To investigate my claim you can increase the information about
tau in the simulations, by increasing value of tau and the amount of data.


Hans




On Sat, May 1, 2010 at 9:44 PM, Chris Gast <cmgast at gmail.com> wrote:
> Hello,
> I'm still relatively new to ADMB--that information might be helpful in
> diagnosing the problem I seem to be encountering.
> The setup is this:  I have a relatively simple product-multinomial model
> that I can fit well (with simulated data) when all effects are considered
> fixed.  The data are age-specific harvest numbers of a fictional animal.  I
> am simulating stochasticity in both survival ( logistic transformation of
> \beta+e_i, e_i~N(0,tau^2)), and in my vulnerability parameter.  I have a
> single vulnerability coefficient c, such that the probability of harvest is
> 1-exp(-(c+e_i)*f_i), for hunter-effort level f_i in year i.  I am currently
> working with 12 simulated years of data and three age classes.  For the
> discussion below, I am limiting myself to fitting the single random effect
> for survival (rather than both random effects for survival and
> vulnerability).  (I am also simulating 4 years of binomial telemetry data to
> provide information on the probability of harvest.)

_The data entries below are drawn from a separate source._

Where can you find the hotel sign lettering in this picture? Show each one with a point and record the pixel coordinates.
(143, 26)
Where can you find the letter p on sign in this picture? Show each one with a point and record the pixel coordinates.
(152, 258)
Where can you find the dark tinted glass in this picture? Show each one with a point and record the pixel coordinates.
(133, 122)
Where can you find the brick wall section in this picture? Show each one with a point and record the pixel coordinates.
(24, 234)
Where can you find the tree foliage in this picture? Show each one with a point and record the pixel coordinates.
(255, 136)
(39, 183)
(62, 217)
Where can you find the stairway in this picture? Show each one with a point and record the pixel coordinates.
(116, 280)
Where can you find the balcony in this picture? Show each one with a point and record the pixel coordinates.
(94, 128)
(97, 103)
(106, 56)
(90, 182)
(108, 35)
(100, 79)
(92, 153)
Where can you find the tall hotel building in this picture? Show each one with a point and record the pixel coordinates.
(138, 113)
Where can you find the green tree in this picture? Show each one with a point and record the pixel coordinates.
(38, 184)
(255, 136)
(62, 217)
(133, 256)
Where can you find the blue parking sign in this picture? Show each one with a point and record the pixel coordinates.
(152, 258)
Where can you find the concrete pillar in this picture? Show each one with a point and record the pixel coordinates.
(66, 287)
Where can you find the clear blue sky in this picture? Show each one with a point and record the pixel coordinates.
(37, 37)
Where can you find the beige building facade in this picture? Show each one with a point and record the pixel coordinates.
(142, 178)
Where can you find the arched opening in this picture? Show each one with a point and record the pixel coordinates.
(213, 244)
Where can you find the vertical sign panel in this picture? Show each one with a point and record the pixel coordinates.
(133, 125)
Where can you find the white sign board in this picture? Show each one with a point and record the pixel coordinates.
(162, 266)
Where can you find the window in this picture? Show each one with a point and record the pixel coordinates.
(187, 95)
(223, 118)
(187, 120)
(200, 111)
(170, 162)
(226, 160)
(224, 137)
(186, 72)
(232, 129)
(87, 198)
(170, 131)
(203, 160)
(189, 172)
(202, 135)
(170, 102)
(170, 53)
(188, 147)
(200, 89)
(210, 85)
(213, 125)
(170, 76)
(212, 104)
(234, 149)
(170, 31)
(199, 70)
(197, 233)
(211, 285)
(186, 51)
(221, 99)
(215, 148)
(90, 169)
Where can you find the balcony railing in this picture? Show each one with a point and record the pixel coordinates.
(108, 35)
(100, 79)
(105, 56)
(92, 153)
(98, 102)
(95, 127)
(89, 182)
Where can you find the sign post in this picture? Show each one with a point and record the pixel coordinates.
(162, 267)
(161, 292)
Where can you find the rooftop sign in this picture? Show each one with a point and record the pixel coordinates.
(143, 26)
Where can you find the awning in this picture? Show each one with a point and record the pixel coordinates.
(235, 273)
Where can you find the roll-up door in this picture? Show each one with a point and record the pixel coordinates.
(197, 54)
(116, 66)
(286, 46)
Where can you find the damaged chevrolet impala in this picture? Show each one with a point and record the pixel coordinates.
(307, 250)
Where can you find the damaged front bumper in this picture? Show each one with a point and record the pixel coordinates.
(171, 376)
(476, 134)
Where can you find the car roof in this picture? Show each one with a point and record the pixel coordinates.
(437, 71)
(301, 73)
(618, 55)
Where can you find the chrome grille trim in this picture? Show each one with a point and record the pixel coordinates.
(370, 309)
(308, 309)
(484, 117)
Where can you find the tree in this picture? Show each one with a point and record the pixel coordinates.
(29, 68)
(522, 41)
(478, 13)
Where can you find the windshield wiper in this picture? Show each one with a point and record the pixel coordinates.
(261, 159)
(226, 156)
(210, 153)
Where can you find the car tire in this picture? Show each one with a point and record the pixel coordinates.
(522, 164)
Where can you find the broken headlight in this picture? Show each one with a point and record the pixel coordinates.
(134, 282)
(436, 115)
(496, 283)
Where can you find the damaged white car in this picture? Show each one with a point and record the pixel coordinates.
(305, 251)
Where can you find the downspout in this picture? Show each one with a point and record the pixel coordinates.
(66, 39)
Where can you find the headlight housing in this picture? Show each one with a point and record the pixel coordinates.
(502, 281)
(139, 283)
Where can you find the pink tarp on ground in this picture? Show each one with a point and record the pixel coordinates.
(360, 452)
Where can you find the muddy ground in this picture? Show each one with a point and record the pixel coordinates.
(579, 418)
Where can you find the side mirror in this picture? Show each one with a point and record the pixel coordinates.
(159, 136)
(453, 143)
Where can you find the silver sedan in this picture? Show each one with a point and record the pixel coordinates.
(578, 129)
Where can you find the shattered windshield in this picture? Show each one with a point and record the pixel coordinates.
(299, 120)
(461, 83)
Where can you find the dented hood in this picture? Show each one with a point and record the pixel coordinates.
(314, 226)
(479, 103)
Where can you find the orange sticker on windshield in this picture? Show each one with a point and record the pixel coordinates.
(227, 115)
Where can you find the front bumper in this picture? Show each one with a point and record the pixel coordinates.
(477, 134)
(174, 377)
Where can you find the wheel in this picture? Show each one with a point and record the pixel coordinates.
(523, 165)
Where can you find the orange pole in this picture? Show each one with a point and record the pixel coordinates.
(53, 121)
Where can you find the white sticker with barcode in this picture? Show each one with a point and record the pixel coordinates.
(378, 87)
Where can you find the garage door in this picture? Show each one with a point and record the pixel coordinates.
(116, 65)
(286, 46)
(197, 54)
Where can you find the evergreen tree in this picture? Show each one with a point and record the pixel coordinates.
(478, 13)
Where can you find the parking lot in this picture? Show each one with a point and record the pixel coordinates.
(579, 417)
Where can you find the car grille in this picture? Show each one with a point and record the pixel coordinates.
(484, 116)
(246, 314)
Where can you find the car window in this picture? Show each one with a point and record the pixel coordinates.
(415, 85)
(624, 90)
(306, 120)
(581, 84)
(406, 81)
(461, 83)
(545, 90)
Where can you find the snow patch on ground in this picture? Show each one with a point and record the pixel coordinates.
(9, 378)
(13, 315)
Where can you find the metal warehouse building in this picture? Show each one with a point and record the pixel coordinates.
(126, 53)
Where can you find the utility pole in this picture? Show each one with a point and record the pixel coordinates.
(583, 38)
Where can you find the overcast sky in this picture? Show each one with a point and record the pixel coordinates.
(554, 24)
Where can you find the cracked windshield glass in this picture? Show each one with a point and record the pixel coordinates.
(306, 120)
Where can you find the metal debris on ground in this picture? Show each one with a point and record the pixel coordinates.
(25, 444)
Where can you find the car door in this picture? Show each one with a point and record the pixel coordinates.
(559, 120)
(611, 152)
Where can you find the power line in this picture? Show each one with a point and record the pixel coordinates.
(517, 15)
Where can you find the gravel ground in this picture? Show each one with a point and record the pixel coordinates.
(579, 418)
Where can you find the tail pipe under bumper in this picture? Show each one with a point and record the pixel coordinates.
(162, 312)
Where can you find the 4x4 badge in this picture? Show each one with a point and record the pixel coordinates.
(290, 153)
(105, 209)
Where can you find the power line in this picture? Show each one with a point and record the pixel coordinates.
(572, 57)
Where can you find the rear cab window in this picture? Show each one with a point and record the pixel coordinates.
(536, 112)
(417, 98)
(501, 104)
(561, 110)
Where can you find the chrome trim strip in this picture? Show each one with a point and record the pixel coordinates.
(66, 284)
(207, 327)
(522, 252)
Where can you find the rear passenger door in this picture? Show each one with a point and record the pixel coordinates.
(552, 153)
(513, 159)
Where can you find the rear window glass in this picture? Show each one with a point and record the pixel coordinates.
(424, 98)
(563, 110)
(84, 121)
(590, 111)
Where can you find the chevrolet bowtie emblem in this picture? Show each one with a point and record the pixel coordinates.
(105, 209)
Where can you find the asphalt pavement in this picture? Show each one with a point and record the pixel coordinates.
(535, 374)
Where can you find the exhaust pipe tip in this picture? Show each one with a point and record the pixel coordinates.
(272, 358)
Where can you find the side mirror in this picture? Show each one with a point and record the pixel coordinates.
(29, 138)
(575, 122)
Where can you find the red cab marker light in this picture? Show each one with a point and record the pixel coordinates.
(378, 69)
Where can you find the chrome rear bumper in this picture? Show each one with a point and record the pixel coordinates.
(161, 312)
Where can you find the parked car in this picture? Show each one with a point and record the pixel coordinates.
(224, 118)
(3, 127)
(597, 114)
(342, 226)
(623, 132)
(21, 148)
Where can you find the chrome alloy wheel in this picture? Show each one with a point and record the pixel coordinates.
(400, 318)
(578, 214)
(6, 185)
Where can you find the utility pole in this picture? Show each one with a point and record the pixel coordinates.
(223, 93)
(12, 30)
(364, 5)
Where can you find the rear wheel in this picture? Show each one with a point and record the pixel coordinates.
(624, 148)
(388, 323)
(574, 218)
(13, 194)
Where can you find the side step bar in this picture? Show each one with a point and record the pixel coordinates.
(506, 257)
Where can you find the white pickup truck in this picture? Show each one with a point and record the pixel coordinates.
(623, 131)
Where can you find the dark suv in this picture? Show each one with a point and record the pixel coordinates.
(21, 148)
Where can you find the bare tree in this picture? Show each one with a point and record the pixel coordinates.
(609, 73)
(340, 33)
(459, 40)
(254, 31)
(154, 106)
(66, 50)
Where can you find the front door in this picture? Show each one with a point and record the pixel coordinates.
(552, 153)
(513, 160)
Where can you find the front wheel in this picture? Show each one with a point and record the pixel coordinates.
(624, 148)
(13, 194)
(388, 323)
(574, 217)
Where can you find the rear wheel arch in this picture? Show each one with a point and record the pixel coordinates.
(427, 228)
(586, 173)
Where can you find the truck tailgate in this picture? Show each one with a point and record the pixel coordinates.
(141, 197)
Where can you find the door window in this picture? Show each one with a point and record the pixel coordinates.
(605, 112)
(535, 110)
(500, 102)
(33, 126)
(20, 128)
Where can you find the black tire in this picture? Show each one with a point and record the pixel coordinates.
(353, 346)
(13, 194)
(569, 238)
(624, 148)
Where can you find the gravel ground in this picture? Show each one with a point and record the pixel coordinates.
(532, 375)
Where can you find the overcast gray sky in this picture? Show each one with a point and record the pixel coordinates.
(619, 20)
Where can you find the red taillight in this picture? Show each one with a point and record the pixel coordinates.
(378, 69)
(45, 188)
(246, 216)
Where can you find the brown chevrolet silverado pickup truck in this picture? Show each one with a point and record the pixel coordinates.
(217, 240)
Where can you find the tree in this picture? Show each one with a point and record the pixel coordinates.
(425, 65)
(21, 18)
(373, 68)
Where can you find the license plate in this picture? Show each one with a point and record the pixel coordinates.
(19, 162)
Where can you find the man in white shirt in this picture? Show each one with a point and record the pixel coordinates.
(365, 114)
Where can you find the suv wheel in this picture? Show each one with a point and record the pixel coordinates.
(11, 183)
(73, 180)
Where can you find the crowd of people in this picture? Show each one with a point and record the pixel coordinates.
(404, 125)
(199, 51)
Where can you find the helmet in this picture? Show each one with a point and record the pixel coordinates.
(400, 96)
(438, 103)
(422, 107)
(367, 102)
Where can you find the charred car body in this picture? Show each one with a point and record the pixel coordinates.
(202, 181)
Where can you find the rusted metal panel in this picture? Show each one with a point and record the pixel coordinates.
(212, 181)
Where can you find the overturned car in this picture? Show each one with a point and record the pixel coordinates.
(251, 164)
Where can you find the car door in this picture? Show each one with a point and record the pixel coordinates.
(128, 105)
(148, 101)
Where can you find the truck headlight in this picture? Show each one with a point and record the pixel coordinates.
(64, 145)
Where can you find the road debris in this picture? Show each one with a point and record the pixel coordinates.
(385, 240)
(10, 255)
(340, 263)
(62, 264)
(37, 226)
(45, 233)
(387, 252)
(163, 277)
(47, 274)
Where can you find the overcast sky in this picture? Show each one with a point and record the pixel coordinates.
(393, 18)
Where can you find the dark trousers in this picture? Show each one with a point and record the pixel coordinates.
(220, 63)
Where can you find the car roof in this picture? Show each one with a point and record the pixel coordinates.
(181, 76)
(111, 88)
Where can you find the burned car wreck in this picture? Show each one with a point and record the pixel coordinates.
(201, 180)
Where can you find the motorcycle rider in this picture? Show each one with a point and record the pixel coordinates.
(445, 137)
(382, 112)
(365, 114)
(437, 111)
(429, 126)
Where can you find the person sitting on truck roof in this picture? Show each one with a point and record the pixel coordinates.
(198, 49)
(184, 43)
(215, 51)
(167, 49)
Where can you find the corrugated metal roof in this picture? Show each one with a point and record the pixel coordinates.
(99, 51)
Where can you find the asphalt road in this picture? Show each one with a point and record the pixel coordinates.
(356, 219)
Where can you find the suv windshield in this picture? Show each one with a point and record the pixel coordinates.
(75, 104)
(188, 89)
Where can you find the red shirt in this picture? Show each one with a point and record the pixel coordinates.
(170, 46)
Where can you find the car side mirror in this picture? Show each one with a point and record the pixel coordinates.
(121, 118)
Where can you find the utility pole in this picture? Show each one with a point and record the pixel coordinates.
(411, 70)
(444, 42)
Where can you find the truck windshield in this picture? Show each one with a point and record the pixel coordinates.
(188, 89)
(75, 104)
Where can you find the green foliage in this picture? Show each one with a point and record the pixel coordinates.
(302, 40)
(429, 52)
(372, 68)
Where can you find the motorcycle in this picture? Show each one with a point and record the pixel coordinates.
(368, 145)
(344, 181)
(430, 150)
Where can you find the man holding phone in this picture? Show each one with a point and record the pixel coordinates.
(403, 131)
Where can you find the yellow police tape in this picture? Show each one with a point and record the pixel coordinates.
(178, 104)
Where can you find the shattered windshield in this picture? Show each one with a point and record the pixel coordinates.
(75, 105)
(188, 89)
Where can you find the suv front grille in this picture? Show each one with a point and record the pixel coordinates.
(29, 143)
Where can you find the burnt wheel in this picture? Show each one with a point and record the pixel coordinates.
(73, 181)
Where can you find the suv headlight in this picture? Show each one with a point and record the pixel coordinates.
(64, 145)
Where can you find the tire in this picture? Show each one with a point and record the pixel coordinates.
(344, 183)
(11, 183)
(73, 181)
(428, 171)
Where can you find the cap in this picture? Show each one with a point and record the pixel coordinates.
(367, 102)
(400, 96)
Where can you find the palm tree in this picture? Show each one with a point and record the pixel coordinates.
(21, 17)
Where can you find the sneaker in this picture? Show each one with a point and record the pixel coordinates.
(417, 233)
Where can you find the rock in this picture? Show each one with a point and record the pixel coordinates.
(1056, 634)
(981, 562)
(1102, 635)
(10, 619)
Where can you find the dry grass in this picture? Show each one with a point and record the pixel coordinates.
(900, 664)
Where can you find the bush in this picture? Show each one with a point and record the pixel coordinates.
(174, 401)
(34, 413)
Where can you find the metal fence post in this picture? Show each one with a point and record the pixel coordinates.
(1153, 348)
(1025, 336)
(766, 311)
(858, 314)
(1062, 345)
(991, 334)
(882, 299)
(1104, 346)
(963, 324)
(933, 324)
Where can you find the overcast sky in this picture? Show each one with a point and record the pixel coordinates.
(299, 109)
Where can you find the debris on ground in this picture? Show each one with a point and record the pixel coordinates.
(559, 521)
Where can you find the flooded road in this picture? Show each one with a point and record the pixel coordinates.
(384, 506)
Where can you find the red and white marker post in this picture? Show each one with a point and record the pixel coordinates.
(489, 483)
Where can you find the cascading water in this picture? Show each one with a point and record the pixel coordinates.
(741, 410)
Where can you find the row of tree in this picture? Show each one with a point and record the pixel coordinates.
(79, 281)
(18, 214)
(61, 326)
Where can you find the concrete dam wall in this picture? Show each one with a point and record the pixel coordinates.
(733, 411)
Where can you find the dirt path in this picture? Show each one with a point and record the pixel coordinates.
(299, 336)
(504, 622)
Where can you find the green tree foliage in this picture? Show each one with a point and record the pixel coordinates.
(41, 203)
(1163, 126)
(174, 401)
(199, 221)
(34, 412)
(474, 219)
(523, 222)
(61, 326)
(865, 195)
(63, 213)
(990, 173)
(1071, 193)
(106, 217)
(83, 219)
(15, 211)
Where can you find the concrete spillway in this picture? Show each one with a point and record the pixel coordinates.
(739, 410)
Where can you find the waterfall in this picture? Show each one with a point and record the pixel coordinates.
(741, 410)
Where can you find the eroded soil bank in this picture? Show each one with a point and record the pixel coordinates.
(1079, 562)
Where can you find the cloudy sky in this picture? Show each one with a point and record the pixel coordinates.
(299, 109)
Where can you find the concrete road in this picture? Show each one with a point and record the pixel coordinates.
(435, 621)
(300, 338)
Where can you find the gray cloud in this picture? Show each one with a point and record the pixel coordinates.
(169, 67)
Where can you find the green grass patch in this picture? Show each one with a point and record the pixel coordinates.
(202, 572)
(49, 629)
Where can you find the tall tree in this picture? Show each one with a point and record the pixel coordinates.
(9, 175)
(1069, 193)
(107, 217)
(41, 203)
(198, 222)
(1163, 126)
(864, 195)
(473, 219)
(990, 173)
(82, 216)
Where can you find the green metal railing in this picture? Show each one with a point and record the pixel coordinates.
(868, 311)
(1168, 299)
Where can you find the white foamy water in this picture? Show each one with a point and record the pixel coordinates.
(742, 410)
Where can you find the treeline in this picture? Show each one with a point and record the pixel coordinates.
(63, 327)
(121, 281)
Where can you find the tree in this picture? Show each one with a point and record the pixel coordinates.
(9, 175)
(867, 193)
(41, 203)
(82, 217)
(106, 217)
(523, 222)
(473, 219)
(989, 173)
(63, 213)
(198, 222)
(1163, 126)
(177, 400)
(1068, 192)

> The problem is this:  ADMB seems to have some trouble estimating the single
> variance component.  My resulting report either spits out my initial value
> (I'm using true simulated values as initial estimates), or ADMB forces the
> parameter estimates as close to zero as I will allow it (of course, it's
> constrained to be positive).  I have tried many avenues of attack from the
> manual and in other examples, and none of them seem to alleviate the
> problem.  Having run out of options, I tried replacing the "prior"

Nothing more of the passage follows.